The main reason for slow cold-start times with a Java Lambda is the need to load classes and initialize objects. For simple programs this can be very fast: a Lambda that does nothing other than print "Hello, World" will run in ~40 ms, which is similar to the Python runtime. On the other hand, a Spring app will take much more time to start up, because even a simple Spring app loads thousands of classes before it does anything useful.
While the obvious way to reduce your cold-start times is to reduce the number of classes that you need to load, this is rarely easy to do, and often not possible. For example, if you're writing a web-app in Spring there's no way around initializing the Spring application context before processing a web request.
If that's not an option, and you're using the Maven Shade plugin to produce an "uber-JAR", you should switch to the Assembly plugin as I describe here. The reason is that Lambda unpacks your deployment bundle, so an "uber-JAR" turns into lots of tiny classfiles that have to be individually opened.

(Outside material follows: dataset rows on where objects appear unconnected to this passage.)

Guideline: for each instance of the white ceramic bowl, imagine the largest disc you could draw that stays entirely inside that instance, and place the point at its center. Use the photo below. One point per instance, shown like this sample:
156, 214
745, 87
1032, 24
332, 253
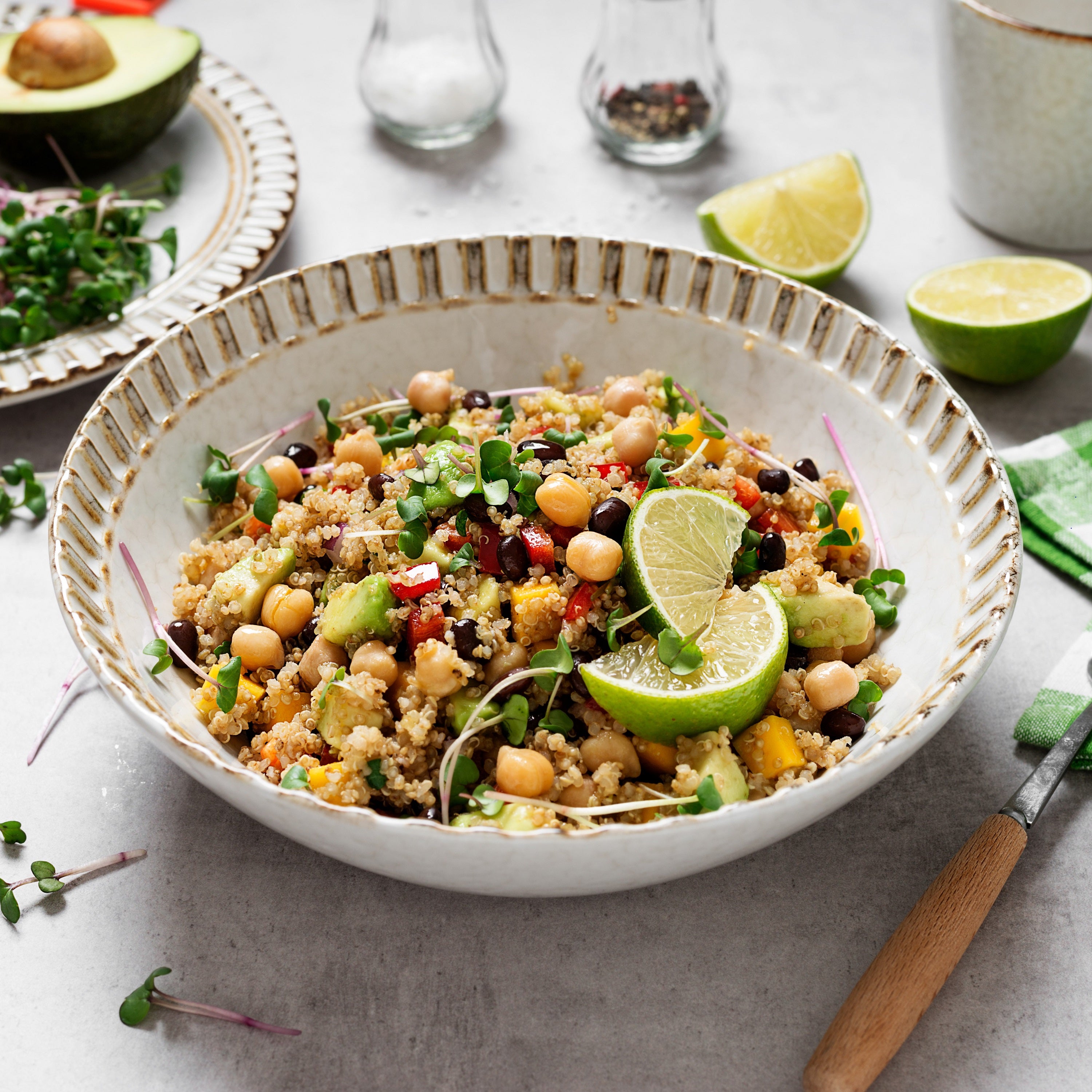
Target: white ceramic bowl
768, 352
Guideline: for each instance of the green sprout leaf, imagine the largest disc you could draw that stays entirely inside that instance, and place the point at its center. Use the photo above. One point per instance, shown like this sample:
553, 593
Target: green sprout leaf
333, 431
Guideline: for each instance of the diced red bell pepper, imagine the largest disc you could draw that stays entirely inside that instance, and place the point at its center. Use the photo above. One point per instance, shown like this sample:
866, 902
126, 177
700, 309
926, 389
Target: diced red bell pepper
605, 470
419, 632
747, 493
774, 520
581, 602
413, 583
455, 541
487, 552
540, 545
564, 535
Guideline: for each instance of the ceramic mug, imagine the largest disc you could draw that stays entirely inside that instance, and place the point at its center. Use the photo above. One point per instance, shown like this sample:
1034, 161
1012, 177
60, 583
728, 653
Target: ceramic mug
1017, 83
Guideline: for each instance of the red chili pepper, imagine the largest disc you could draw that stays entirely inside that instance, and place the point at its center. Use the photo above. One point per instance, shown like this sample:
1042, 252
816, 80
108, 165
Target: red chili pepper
540, 545
455, 540
605, 469
419, 632
487, 552
747, 493
774, 520
581, 602
413, 583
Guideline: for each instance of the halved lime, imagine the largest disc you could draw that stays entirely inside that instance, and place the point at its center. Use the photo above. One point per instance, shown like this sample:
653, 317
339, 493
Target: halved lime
744, 658
806, 222
1001, 319
678, 551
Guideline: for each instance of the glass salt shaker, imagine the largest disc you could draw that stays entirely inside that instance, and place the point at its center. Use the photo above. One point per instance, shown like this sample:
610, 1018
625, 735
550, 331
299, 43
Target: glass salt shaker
432, 74
654, 89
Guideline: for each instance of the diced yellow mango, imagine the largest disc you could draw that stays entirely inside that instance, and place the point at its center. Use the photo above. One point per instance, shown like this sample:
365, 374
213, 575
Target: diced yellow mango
769, 747
848, 520
689, 426
317, 776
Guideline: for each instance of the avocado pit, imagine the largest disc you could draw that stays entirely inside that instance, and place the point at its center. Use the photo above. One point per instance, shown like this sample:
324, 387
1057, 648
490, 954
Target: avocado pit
59, 53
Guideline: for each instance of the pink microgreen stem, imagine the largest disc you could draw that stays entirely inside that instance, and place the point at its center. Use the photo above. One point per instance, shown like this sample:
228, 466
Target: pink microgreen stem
861, 491
199, 1009
272, 438
115, 859
161, 630
78, 670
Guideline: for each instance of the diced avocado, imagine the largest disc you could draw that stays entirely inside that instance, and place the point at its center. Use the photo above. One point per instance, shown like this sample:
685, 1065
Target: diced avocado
816, 618
435, 551
464, 705
243, 585
440, 494
360, 610
345, 709
721, 765
488, 601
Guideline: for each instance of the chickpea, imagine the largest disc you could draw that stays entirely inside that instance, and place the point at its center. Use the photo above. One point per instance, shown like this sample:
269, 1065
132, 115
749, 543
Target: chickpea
286, 476
625, 393
523, 772
437, 669
564, 500
373, 659
360, 448
635, 440
611, 747
430, 392
258, 647
657, 758
830, 685
320, 652
593, 557
509, 659
578, 796
852, 654
286, 611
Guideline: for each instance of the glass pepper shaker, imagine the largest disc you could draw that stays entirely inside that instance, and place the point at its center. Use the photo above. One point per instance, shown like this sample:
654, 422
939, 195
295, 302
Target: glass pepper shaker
654, 89
432, 74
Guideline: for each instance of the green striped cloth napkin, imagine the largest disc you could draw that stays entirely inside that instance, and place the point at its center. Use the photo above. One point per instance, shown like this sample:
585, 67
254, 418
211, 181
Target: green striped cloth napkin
1052, 479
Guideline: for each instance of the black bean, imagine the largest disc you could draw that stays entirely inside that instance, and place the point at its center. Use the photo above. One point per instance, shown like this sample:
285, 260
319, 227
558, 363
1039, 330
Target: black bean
185, 635
774, 481
302, 455
771, 552
376, 484
467, 639
476, 400
546, 450
513, 557
841, 722
798, 659
807, 469
609, 518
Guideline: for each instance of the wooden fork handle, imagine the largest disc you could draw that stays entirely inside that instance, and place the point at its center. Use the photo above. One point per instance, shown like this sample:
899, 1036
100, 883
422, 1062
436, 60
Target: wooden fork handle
911, 968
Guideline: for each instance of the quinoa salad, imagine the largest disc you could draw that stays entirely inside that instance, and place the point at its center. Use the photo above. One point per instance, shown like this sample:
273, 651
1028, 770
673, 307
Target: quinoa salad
559, 606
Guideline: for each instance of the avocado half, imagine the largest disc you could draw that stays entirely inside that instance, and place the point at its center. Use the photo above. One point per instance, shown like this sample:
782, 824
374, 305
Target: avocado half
107, 122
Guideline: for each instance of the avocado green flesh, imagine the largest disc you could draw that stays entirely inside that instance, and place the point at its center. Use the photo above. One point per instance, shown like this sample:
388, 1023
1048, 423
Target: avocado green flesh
104, 123
832, 603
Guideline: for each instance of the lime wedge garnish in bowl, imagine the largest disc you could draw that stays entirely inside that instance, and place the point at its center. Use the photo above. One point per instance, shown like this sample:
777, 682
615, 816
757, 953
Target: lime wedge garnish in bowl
1001, 319
744, 656
678, 550
806, 222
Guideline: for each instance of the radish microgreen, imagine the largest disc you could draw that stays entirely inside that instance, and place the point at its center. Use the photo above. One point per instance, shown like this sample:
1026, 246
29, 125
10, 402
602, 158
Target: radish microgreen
137, 1006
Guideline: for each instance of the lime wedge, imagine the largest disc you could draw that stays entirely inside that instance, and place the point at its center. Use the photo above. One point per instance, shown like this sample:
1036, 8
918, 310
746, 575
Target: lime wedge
678, 551
806, 222
1001, 319
744, 658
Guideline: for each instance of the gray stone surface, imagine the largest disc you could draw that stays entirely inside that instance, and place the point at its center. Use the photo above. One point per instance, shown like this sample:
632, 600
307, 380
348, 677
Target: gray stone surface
722, 981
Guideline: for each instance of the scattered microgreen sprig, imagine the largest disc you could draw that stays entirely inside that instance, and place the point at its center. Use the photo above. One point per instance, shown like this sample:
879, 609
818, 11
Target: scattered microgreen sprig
34, 494
886, 613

Lastly, increase your memory allotment. This without question the best thing that you can do for Lambda performance, Java or otherwise. First, because increasing memory reduces the amount of work that the Java garbage collector has to do. Second, because the amount of CPU that your Lambda gets is dependent on the memory allotment. You don't get a full virtual CPU until 1,769 MB. I recommend that for a Java app you give it 2 GB; the cost of the bigger allotment is often offset by reduced CPU requirements.
One thing I would not do is pay for provisioned concurrency. If you want a machine up and running all the time, use ECS/EKS/EC2. And recognize that if you have a bump in demand, you're still going to get cold starts.
Update: I spent some time over the holiday quantifying various performance improvement techniques. The full writeup is here, but the numbers are worth repeating.
My example program was, like the OP's, a "do nothing" that just created an SDK client and used it to invoke an API:
public void handler(Object ignored, Context context)
{
long start = System.currentTimeMillis();
AWSLogs client = AWSLogsClientBuilder.defaultClient();
long clientCreated = System.currentTimeMillis();
client.describeLogGroups();
long apiInvoked = System.currentTimeMillis();
System.err.format("time to create SDK client = %6d\n", (clientCreated - start));
System.err.format("time to make API call = %6d\n", (apiInvoked - clientCreated));
}
I ran this with different memory sizes, forcing a cold start each time. All times are in milliseconds:
| | 512 MB | 1024 MB | 2048 MB | 4096 MB |
|+++++++++++++++++++|+++++++++|+++++++++|+++++++++|+++++++++|
| Create client | 5298 | 2493 | 1272 | 1019 |
| Invoke API call | 3844 | 2023 | 1061 | 613 |
| Billed duration | 9213 | 4555 | 2349 | 1648 |
As I said above, the primary benefit that you get from increasing memory is that you increase CPU at the same time. Creating and initializing an SDK client is CPU-intensive, so the more CPU you can give it, the better.
Update 2: this morning I tried compiling a simple AWS program with GraalVM. It took several minutes to build the stand-alone executable, and even then it created a "fallback image" (which has an embedded JDK) due to dependencies of the AWS SDK. When I compared runtimes, there was no difference between running with standard Java.
Bottom line: use Java for things that will run long enough to benefit from Hotspot. Use a different language (Python, JavaScript, perhaps Go) for things that are short-running and need low latency.